La cinta «Un pequeño mundo» aborda el acoso escolar.
La cinta «Un pequeño mundo» aborda el acoso escolar.

La directora belga Laura Wandel sirve en su debut un filme tan brillante como honesto, en las antípodas del tópico disneysiano. Los críticos de La Voz de Galicia analizan además los estrenos «El triunfo» y «The Medium»

25 feb 2022 . Actualizado a las 09:07 h.

Antes de entrar en harina con el espinoso bullying, que es el desencadenante del torrente emocional que desprende Un pequeño mundo, convendría cuestionar a don Alfredo (Hitchcock) su conocida aversión a rodar con niños, porque la debutante Laura Wandel arranca a la pequeña Maya Vanderbeque —también debutante— un registro que encoge el corazón y eriza la piel. Tampoco se queda atrás Günter Duret, como ese hermano mayor al que primero admira y en el que busca protección para acabar invirtiendo sus papeles, cuando al fin descubra la vida con sus aristas y sus espinas. La directora y guionista belga hace ahí pleno, con su valiente apuesta por un realismo crudo al mejor estilo de sus admirados paisanos, los Dardenne, y ofrece un inteligente uso del espacio en off, tirando de una planificación corta, austera y de una luz dura que contribuye a la crudeza de un retrato del universo infantil, en las antípodas del tópico disneysiano, para entenderse.

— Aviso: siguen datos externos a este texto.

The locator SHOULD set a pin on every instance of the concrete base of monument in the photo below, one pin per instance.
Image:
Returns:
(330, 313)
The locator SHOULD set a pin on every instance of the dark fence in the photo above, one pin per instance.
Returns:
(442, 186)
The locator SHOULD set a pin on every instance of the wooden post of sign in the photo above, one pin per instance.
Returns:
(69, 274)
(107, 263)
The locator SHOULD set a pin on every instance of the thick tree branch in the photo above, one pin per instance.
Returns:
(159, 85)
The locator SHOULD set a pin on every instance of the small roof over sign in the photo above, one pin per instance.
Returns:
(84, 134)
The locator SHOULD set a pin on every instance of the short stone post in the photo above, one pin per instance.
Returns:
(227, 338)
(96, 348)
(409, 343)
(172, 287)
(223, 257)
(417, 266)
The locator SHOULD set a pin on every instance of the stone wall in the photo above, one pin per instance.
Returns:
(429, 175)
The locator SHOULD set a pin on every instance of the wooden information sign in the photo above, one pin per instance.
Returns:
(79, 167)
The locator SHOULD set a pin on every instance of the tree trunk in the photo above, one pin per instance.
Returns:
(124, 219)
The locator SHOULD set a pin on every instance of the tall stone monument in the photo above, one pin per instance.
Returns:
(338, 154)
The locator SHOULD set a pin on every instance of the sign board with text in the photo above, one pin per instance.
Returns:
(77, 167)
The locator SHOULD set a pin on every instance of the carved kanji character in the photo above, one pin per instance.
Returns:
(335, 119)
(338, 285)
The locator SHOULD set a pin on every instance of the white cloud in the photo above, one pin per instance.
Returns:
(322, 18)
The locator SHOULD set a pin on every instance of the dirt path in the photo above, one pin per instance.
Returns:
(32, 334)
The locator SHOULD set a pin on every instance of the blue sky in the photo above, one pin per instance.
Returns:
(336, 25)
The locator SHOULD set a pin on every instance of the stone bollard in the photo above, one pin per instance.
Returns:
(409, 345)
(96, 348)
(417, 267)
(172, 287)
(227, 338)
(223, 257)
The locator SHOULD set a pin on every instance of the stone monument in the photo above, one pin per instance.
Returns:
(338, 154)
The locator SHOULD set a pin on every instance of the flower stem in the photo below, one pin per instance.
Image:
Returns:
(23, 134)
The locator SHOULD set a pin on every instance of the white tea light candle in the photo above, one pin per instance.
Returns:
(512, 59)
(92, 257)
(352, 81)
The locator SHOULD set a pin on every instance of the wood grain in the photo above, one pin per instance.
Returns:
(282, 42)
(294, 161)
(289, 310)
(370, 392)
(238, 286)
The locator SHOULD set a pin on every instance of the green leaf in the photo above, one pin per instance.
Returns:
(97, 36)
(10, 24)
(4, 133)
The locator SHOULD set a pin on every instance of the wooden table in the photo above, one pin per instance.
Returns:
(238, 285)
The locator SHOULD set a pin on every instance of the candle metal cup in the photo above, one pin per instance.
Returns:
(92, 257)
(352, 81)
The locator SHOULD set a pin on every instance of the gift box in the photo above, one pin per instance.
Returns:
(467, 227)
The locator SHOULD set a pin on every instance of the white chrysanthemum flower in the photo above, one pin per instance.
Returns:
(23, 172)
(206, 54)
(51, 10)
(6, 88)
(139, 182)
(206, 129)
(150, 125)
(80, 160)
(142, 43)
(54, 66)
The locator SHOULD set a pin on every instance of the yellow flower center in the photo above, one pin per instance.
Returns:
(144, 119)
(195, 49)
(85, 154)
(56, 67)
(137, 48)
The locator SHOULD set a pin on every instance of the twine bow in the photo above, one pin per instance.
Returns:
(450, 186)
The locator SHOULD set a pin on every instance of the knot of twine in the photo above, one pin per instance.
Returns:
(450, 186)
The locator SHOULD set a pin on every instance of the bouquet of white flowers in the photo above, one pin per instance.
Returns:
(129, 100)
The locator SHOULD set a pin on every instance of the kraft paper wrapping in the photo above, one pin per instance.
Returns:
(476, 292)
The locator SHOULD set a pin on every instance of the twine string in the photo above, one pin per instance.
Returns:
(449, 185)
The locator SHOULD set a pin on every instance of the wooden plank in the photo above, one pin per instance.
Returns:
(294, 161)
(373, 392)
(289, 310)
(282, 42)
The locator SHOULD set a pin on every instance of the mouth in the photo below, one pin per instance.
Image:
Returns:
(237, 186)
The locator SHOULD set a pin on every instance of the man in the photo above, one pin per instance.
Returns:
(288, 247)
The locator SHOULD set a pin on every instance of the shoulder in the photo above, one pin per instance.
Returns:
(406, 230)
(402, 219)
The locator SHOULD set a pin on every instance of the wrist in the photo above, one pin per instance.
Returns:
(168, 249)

Es una inmersión en la inocencia de una cría frente al trauma de su llegada a la escuela, ese temor a lo desconocido y en donde, a fuerza de miedos y lágrimas, logrará ir creando su propio espacio, al tiempo que descubre el acoso que padece su hermano —al que primero intentará ayudar, y después...—. El tema ni es ni será novedoso, porque el lado cruel de la infancia sigue ahí, pero Wandel logra que el público adulto, padres, educadores, sociedad, se remueva en la butaca, señalados en su corresponsabilidad.

Destacan las figuras del padre y los profesores, además sin el recurso a la demagogia y la pancarta. El problema sigue y seguirá, pero sabemos que la pequeña Nora y su hermano Abel habrán superado el primer escollo. Premio Fipresci en Cannes, mejor película y mejor directora en Ourense, preseleccionada al Óscar por su país..., en fin, justas recompensas a un filme tan brillante como honesto.